O rei Henrique veste sua nova capa e a ajeita. Com ela, ele parece bastante comum, uma pessoa humilde, um sacerdote talvez, e ele tem o rosto de um homem a quem você jamais iria querer fazer uma pergunta, por medo de que ele a respondesse. Thomas ajuda-o a subir em sua sela. Ele é fraco, de ombros estreitos, frágil como um passarinho e igualmente leve. Ele tem um cheiro estranho, Thomas pensa. De fungos.

– Lembrem-se, senhores, só estamos saindo para um passeio – Thomas lembra, enquanto ele próprio sobe em sua sela.

– O que devemos fazer? – pergunta o homem que queria atacar os homens de Riven. – Não queremos cair nas mãos de lorde Montagu tanto quanto você ou o rei.

Thomas olha para seus rostos voltados para cima, todos crispados, lívidos e ansiosos, e ele lhes diz para serem vistos indo para a capela para rezar, depois saírem pela porta da sacristia e subirem o rio até encontrarem a cidade de Corbridge.
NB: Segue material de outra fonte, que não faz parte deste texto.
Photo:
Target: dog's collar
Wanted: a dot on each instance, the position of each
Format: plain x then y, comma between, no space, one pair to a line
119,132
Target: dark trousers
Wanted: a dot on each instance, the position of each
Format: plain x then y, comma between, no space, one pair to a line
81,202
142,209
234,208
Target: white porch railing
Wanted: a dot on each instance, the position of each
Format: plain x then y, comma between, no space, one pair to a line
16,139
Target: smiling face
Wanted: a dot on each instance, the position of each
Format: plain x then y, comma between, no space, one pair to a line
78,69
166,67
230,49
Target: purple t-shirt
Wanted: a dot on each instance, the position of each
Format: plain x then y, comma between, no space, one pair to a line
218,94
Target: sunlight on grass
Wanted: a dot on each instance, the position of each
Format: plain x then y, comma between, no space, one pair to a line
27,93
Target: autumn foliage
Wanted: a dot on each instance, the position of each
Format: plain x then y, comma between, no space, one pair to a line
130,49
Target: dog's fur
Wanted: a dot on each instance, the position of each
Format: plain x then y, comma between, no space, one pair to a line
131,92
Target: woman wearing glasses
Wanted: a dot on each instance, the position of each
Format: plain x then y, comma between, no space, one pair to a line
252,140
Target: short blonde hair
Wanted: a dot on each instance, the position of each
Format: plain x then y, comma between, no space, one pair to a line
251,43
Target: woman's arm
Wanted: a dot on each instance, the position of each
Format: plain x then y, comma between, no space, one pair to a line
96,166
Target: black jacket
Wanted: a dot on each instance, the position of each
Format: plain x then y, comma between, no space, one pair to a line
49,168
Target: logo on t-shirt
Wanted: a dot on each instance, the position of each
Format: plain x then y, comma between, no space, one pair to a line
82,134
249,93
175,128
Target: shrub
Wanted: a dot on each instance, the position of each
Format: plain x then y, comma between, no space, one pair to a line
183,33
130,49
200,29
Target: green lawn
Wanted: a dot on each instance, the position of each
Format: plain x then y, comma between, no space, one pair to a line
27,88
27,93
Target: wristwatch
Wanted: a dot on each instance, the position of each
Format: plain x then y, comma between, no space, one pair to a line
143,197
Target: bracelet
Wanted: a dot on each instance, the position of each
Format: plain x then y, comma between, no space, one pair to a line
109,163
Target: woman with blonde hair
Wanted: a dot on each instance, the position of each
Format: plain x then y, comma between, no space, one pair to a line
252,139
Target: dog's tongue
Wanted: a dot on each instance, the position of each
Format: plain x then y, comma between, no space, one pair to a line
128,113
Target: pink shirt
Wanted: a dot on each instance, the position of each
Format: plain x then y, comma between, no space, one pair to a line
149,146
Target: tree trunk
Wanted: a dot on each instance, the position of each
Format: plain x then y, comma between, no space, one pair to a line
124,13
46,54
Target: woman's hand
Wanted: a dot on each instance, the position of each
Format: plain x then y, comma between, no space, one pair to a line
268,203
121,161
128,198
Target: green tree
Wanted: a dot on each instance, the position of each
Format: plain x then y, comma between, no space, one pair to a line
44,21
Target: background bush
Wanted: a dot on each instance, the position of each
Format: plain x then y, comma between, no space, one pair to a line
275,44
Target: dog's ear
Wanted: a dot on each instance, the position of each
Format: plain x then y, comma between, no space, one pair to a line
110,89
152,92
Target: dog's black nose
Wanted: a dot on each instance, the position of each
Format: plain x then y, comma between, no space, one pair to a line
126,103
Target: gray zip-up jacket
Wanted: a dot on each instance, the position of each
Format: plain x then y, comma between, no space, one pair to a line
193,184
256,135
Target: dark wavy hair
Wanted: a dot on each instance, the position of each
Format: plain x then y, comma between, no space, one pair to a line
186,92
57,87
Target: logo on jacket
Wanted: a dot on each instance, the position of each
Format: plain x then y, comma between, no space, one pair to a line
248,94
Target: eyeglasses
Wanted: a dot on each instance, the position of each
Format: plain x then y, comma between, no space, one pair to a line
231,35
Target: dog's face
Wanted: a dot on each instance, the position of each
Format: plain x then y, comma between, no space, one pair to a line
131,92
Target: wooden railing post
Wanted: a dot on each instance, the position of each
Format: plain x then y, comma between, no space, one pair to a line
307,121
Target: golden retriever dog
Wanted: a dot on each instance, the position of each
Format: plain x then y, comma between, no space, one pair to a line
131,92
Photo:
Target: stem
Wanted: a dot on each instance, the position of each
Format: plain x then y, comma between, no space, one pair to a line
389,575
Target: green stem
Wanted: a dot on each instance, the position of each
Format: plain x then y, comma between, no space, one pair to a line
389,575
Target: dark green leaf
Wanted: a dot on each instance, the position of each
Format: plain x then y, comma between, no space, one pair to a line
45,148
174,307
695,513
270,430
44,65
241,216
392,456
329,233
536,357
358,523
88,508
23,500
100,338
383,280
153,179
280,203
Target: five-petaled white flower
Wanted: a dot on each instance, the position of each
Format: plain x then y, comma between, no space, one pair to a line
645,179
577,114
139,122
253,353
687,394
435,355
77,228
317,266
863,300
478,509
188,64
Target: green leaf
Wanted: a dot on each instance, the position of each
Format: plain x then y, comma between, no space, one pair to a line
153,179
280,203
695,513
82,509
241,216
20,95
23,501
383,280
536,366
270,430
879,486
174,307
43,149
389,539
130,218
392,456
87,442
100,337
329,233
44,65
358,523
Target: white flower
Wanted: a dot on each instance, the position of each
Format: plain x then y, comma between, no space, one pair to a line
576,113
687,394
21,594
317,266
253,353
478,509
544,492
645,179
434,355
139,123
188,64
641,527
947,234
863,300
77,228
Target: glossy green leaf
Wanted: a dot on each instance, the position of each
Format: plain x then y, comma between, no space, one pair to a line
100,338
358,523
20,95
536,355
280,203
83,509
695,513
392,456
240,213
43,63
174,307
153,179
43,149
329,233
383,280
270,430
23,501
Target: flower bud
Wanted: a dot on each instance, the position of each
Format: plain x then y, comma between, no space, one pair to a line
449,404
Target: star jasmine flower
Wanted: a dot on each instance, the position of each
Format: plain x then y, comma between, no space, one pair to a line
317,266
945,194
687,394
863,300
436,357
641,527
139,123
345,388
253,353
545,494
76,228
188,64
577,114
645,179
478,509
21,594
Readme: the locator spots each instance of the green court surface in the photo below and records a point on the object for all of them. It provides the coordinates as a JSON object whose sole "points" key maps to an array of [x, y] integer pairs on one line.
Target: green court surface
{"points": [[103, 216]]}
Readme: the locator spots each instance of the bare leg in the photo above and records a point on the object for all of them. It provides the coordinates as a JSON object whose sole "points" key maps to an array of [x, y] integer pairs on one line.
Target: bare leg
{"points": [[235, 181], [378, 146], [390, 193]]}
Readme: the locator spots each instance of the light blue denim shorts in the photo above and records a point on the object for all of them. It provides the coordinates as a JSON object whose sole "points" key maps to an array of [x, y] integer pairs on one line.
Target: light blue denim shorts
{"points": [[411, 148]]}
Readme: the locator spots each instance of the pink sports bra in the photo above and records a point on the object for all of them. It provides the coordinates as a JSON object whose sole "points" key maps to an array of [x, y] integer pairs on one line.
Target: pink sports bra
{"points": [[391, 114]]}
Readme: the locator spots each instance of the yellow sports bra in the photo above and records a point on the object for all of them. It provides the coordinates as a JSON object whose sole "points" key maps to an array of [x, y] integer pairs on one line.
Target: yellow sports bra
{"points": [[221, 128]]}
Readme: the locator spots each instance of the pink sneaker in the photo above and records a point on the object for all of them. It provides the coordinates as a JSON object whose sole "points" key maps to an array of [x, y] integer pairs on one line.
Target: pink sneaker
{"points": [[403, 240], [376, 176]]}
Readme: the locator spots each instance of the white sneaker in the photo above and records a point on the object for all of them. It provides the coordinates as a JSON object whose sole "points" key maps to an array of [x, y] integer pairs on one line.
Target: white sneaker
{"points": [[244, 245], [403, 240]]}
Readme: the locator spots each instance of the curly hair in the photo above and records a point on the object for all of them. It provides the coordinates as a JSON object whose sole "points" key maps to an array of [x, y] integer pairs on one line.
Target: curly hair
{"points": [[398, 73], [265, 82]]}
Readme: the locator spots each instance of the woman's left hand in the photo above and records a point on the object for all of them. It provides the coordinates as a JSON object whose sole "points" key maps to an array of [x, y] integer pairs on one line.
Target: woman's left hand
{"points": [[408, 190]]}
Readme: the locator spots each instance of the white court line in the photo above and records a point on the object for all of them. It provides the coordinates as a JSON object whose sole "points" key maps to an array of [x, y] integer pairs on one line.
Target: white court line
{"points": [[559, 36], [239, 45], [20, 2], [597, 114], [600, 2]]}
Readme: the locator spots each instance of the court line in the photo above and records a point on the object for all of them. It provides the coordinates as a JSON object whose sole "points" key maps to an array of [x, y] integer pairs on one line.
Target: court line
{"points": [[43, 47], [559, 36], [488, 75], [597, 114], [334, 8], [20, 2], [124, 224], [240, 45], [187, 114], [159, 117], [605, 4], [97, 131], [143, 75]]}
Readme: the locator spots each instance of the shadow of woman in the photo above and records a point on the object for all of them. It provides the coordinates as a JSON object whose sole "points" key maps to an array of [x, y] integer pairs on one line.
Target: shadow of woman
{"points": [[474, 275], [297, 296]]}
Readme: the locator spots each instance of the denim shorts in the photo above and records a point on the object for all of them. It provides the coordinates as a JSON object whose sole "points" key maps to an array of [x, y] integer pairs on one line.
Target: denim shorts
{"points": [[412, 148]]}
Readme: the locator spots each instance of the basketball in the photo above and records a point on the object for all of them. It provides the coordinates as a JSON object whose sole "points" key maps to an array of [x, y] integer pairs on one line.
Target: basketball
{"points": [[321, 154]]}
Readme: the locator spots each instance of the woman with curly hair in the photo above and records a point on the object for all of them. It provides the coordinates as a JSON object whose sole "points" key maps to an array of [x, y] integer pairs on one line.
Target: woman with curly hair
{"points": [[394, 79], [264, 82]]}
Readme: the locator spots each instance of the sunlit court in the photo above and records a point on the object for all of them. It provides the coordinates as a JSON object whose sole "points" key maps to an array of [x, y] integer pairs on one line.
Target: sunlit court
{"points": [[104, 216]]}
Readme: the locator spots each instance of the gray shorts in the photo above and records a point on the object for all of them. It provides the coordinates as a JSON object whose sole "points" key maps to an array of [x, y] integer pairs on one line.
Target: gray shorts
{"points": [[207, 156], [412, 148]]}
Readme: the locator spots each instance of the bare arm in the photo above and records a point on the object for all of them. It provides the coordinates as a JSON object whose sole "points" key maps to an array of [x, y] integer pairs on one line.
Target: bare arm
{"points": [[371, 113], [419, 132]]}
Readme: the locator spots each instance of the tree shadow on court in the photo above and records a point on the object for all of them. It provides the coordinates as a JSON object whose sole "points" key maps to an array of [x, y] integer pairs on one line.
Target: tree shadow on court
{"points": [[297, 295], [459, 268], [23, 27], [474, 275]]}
– Atravessem o rio lá e quando estiverem do outro lado, tomem a direção oeste. Dirijam-se a Hexham. Não é longe. Mais ou menos uma hora de caminhada. O exército do duque de Somerset está acampado a um quilômetro e meio ao sul. Não tem como errar.

Não parece um grande plano, nem para ele, nem para nenhum dos outros, mas não é pior do que o seu próprio plano para tirar o rei Henrique dali vestindo-o como um homem comum e, na realidade, até melhor, e ele se pergunta por um instante se todos eles não deveriam fazer isso. Mas Jack não consegue caminhar, Katherine está prestes a desmaiar e tudo é melhor quando se tem um cavalo. Ouvem-se alguns resmungos, algumas bocas abertas para protestar, mas os homens de Riven estão começando a se mover.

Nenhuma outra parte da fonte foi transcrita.